# 67 SS 12 trans trouble



## 74pickup (May 28, 2009)

Help me Please My tractor just quit moving, no noise, no jumping, just quit while I was mowing. Belt is turning, both hi and low there is nothing. Any suggestions would be helpful.


----------



## TeamCheap (Dec 22, 2009)

OK I'm no expert by any measure but since no one else has chimed in I'll put my 2cents in.
(and most likely look foolish )

can you verify that the belt/pulley is turning the trans input shaft ?

I'm hoping you got lucky and maybe sheared the key there or at one of the wheel hubs.


----------



## 74pickup (May 28, 2009)

Well, Any help I can get even from non-experts:lmao: I'll check all of that Thanks


----------



## TeamCheap (Dec 22, 2009)

The only reason I thought of that is because I got a tractor and after I got it to run it wouldnt move then after looking around for a while I notice the shaft rotating in the wheel hub and thought DUH they just shoved some tires on with no key.

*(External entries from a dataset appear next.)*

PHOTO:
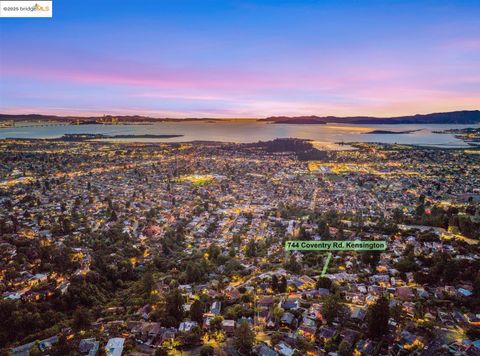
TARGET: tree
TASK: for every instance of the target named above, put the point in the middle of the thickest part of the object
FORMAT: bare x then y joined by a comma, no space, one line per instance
174,307
244,338
207,350
345,349
251,250
196,311
147,283
371,258
216,323
275,283
293,265
331,308
324,282
81,318
282,286
377,317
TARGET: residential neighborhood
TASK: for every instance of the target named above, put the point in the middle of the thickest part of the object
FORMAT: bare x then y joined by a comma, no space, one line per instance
155,249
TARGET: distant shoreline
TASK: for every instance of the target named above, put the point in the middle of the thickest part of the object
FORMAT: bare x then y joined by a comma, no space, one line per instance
463,117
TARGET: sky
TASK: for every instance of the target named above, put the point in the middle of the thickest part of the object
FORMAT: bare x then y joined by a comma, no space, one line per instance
176,58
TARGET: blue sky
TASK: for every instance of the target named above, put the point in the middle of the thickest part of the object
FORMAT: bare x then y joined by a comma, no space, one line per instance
243,58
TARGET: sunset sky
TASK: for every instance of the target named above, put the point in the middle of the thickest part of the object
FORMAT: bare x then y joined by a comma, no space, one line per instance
243,58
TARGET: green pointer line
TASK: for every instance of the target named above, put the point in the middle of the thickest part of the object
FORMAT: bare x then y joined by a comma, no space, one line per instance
325,266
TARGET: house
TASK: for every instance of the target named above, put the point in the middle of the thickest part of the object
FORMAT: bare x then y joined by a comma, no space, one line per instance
216,308
358,313
187,326
264,350
404,293
290,304
284,349
228,326
287,319
115,346
265,301
326,333
88,347
24,350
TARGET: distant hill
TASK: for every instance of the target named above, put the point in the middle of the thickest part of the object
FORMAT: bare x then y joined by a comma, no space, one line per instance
454,117
295,120
90,119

I really hope its something that simple for you.
If its not the pulley on the input shaft or one of the hubs I'd guess in the trans at that point.


----------



## 74pickup (May 28, 2009)

Team Cheap , you are the MAN!! The key was missing out of the rear axle. You saved me Hundreds! If only I know where to send it, Oh well, Thanks


----------



## TeamCheap (Dec 22, 2009)

Oh cool, I love it when its simple and cheap.


----------